The Magic is back. With the sale of Magic Mountain Ski Area completed, Magic Mountain’s lifts are scheduled to start turning again on Dec. 17 after being closed since March.
A group of 16 investors, friends who grew up skiing together on Magic and around southern Vermont, make up Ski Magic LLC. The group made an offer to Magic Mountain Management in April. The sale was postponed several times but closed Nov. 21, according to a news release.
Ski Magic President Geoff Hatheway is working on repairing the ski lifts, doubling the amount of snowmaking and becoming a more consistent business. Referring to that last goal, he said inconsistency has made people think the mountain has been closed over the last few years.
“People don’t even know that Magic has made snow in the past. Well, it does,” he said. “It has for many years, but it’s just been very inconsistent because of operating budgets or lack of investment in terms of how many trails you can cover.”
Investing in the pump house, upgrading to the latest snow gun technology for greater efficiency and repairing pipes that were laid in the 1980s are top priorities. The chair lifts have been undergoing repair to be up to code. There are two bottom-to-summit lifts — the red one with two-person chairs and the black one with three-person chairs — and two surface lifts for the tubing park.
Hatheway hopes to improve the area for beginner skiers by extending the tow handle.
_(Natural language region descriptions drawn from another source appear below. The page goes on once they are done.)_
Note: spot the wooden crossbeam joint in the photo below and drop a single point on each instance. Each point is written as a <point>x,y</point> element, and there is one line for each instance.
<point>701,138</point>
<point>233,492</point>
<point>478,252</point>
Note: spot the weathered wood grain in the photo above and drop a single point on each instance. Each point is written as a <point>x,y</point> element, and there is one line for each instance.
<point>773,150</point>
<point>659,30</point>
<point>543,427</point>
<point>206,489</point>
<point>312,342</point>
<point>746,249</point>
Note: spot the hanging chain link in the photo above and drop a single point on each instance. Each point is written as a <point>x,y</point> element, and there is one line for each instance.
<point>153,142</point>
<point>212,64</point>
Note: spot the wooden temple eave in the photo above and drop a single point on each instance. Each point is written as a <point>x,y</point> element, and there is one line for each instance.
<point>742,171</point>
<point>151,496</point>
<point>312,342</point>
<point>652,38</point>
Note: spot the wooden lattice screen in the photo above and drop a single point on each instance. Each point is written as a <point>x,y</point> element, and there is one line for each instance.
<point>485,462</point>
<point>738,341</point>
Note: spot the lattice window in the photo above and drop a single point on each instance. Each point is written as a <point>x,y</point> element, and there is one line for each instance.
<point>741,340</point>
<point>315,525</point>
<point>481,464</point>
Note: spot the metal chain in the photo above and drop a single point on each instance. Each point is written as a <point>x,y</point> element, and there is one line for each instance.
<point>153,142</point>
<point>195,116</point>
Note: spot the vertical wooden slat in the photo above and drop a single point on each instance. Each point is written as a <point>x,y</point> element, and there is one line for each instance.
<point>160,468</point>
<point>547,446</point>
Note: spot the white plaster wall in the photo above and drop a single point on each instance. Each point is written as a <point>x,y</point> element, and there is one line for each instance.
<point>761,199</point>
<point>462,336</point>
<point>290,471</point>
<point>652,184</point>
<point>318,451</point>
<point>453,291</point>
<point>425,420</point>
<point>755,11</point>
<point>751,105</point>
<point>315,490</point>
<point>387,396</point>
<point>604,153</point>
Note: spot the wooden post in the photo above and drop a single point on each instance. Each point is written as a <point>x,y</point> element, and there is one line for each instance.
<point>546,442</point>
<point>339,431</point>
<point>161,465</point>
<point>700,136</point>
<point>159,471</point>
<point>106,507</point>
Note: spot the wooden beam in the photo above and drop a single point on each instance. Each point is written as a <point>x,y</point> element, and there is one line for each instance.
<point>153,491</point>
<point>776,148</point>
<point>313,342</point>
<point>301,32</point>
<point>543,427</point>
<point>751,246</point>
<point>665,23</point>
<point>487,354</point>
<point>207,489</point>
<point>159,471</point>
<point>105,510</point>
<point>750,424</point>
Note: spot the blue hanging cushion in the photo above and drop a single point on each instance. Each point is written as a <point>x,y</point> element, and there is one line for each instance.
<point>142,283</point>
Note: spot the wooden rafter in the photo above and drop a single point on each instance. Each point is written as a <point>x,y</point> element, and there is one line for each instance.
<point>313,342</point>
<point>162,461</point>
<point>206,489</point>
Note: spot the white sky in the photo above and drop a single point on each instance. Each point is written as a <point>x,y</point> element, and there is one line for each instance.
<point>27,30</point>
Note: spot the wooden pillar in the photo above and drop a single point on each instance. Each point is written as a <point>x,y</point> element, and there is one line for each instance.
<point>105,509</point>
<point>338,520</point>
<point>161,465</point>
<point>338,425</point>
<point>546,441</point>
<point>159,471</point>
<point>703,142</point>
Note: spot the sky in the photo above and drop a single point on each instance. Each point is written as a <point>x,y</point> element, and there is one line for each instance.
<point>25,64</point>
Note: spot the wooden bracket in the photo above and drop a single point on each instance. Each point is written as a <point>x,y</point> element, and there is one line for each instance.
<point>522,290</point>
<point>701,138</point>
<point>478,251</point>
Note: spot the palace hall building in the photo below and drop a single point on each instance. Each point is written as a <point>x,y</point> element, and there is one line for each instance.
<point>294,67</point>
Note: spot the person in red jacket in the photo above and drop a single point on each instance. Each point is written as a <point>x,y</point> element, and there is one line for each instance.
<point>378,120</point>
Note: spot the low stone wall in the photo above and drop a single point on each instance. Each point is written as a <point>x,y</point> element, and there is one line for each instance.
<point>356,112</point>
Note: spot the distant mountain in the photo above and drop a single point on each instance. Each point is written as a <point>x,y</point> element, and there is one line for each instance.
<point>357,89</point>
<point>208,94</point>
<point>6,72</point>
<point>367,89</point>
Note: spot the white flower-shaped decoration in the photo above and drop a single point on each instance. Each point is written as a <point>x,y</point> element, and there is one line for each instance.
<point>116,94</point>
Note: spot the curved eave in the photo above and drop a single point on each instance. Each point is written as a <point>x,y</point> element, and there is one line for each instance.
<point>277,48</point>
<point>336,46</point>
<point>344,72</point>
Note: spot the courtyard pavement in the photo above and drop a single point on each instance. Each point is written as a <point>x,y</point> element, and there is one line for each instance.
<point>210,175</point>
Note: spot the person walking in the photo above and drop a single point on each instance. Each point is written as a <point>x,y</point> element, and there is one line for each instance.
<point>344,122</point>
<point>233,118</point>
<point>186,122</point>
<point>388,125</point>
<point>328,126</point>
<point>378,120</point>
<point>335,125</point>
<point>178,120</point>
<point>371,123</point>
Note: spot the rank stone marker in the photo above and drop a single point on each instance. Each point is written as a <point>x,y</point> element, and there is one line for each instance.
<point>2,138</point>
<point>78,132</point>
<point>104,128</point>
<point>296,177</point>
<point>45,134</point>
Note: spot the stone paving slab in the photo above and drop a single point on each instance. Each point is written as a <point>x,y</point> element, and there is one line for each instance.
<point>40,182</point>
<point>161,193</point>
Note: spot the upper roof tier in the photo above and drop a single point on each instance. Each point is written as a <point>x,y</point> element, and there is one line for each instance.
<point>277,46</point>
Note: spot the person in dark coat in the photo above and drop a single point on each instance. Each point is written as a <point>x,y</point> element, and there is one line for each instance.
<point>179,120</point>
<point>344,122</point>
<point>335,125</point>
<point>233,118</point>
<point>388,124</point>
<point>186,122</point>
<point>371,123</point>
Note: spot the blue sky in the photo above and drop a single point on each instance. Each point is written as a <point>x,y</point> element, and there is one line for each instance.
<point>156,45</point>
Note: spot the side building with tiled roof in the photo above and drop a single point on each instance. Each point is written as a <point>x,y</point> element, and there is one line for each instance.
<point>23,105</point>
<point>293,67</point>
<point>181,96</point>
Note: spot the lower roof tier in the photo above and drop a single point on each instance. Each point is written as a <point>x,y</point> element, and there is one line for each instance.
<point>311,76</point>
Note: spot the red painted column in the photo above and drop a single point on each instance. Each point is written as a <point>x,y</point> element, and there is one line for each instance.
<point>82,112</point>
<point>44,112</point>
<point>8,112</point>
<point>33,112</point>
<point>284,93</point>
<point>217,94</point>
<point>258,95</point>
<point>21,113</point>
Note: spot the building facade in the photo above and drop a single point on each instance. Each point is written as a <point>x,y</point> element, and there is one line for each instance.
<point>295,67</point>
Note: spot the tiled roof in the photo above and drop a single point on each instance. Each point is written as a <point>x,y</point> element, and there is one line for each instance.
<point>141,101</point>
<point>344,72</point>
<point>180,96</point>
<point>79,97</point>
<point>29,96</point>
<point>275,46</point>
The terrain park will be expanded and a conveyor lift may be added next year.
He said he’s gotten to know the mountain’s operations from the inside over the last few years by serving as the former marketing director.
In Hatheway’s five-year business plan, he said he hopes to build the skier base from 20,000 visitors per year to 36,000 by accommodating 1 percent of southern Vermont’s market — roughly 1.7 million visits in a good year.
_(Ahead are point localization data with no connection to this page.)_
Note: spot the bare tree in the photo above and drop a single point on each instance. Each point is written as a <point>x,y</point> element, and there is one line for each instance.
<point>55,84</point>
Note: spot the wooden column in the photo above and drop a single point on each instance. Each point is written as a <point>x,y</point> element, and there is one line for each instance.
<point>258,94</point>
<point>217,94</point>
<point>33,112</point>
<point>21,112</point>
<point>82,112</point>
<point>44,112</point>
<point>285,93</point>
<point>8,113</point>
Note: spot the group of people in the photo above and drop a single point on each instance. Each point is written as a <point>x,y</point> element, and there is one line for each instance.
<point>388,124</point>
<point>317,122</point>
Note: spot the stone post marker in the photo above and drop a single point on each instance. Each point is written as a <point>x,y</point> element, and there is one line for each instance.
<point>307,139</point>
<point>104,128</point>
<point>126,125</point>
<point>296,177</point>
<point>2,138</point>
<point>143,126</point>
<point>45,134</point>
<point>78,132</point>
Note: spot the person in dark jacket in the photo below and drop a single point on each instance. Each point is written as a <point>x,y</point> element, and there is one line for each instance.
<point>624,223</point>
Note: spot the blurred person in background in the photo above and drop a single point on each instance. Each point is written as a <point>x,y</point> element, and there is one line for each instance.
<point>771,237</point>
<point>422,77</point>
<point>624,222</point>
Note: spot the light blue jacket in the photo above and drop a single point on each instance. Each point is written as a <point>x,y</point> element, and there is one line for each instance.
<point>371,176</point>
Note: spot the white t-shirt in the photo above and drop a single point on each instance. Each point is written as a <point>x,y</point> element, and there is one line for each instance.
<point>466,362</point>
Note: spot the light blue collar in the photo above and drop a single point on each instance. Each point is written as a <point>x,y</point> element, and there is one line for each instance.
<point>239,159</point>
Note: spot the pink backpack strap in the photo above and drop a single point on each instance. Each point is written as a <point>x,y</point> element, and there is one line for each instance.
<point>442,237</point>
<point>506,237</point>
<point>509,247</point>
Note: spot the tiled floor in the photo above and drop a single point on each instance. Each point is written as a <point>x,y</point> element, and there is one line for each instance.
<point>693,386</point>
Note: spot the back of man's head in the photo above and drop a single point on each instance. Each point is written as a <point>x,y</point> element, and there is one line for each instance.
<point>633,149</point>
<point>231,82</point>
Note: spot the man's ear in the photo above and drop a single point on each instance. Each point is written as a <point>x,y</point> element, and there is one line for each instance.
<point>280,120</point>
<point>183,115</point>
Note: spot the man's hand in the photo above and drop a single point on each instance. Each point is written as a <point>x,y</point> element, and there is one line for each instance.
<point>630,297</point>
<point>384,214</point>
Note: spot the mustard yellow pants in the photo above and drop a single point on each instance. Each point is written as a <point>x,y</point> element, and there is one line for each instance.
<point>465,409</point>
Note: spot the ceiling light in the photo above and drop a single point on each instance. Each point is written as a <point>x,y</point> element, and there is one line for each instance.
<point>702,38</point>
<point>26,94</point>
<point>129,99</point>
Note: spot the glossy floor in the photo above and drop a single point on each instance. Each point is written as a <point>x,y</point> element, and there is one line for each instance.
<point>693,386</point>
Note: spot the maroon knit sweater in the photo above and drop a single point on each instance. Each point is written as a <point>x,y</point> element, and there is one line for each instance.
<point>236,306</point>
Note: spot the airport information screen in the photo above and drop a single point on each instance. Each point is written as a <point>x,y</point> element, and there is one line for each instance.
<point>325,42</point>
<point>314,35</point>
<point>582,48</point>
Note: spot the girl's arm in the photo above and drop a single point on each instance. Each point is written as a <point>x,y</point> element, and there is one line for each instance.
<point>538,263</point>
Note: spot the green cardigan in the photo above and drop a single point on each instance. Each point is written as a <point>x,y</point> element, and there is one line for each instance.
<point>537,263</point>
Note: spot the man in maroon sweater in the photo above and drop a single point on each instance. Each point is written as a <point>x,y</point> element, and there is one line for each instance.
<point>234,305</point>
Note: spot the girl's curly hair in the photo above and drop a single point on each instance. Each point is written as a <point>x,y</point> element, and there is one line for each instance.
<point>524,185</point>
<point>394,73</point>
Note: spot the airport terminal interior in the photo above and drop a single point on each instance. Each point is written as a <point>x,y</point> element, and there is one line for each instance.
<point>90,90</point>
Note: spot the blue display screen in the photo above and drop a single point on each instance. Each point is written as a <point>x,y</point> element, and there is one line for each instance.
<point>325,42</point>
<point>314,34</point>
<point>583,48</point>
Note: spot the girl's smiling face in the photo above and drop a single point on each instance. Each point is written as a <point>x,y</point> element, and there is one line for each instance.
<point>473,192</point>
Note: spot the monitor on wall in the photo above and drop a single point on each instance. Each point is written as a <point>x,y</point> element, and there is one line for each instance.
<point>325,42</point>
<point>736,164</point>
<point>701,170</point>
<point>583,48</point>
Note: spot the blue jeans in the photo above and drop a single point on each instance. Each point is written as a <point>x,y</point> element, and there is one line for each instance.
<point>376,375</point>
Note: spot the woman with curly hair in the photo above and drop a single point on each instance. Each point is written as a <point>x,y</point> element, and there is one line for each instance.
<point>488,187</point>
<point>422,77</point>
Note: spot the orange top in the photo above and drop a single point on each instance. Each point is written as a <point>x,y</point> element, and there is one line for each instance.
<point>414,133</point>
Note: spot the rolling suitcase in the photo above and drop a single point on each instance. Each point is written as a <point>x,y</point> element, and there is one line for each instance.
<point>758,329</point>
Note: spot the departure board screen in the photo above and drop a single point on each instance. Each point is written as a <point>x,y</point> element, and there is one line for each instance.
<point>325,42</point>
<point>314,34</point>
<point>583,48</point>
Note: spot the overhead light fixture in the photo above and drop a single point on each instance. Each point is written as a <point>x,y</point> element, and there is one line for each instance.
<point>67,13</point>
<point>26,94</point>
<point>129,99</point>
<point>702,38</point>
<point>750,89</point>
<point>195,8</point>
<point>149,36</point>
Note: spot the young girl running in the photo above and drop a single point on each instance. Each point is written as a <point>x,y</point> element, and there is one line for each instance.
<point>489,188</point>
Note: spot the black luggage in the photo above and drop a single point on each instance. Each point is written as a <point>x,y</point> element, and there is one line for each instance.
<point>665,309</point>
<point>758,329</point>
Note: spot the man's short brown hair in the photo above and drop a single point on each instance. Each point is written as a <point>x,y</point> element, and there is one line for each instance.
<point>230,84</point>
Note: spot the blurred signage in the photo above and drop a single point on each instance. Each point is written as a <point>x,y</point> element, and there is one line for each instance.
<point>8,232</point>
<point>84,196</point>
“If we’re at that level, the mountain isn’t crowded still, so the ski experience is still what we want it to be,” he said. “Nice open trails, freedom, you’re not worried about running into another skier. But yet, provides the revenue for us to be profitable on a very consistent basis. We’re able to either put more money back into the mountain for further improvements down the road or return money back to the investors. We’re going to run this like a business, but one with a very special character.”
About 50 percent of Magic’s employees will return after being laid off in the spring, and the others are new — consisting of community members or folks from southern Vermont, Hatheway said.
“People know that Magic has an unbelievable terrain area. If we can prove that we can be consistently open earlier, with more snowmaking on more trails, great grooming, combined with the raw terrain and the glades that we have and the steepness that we have, it really creates a special, unique place to visit,” he said.
The purchase agreement included a provision that the previous owners perform repair work during the due diligence phase, which included work on the 5,000-foot-long black triple chair. It had not been operated for the last two years due to insufficient money, Hatheway said.
Magic Mountain, spanning about 700 acres, was founded by Swiss ski instructor Hans Thorner in 1960. It formed the “Golden Triangle” in the 1960s and 1970s along with Stratton and Bromley mountains. Magic was bought by Bromley in the 1980s, later shut down by the real estate market downtown, and then re-emerged circa 1997.